Обсуждали мою готовую статью. Старикашечка насмешничал – как всегда, потом рассказал несколько удивительных автобиографических эпизодов, и только потом мы приступили к делу. Таковы знаки его высочайшего расположения. Мы немножко поговорили и про барокко вообще, и про конкретное барокко, а потом почему-то поспорили про Сант-Иво, и он вдруг резко и по-стариковски пронзительно вскрикнул: «Я никогда не бывал в Риме!» Это прозвучало как горькое признание и ощущалось как невыносимая несправедливость. Конечно, именно ему и необходим был весь этот Рим… Мы помолчали. Словно почтили памятью несбывшееся. Перед прощанием он разволновался, наговорил мне много добрых слов, а в заключение проникновенно сказал: «Я очень хорошо вас вспоминаю. И стол в соседнем кабинете мы так и называем вашим, Инга. Это ваш стол».

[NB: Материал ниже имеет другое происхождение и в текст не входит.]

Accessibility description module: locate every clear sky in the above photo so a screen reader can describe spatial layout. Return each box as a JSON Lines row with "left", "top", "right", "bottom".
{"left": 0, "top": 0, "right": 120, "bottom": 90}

Он сказал это – «ваш стол» – с такой знакомой интонацией… как всегда, когда кивал и указывал на него, если для меня там притаилось какое-то дело, причём безотлагательное. Я тотчас вспомнила свой первый рабочий день, за который успела переделать все задания на неделю. Тогда-то он впервые и усадил меня за «мой стол» – перед кипой типографской бумаги. И я разрезáла её сломанными ножницами до формата А4 всё оставшееся время, несколько часов – до самого-самого конца рабочего дня. Пока он не зашёл и самолично меня не отпустил. Было немножко обидно, но на следующий день я пришла уже вооружённая любимым ножом для бумаги. Из очень удачной породы дерева, кстати: гладкий, достаточно тяжёлый и острый – специальный нож. Кажется, я привезла его из Камбоджи. И теперь я серьёзно собиралась наброситься на старую бумагу да накрошить её всю на куски. Бумагу, действительно, приходилось резать, закупок на центр документации не хватало. Однако пачка на «моём столе» – исчезла. И больше никогда мне подобных заданий не давали. Но только всегда подсмеивались. Впрочем, за первый день я успела нарезать столько, что ещё оставалось, когда я уходила.


Ах, на доли секунды мне показалось, что я всё ещё там. В моём подвале, где всё то же – неулыбчивое демисезонье, что днями кидается разноцветными листьями в моё узенькое окно и притихает под вечер весенней капелью. А я, согнувшись над столом, всё пишу и пишу с сильным нажимом своей любимой ручкой в большие, пухлые канцелярские тетради.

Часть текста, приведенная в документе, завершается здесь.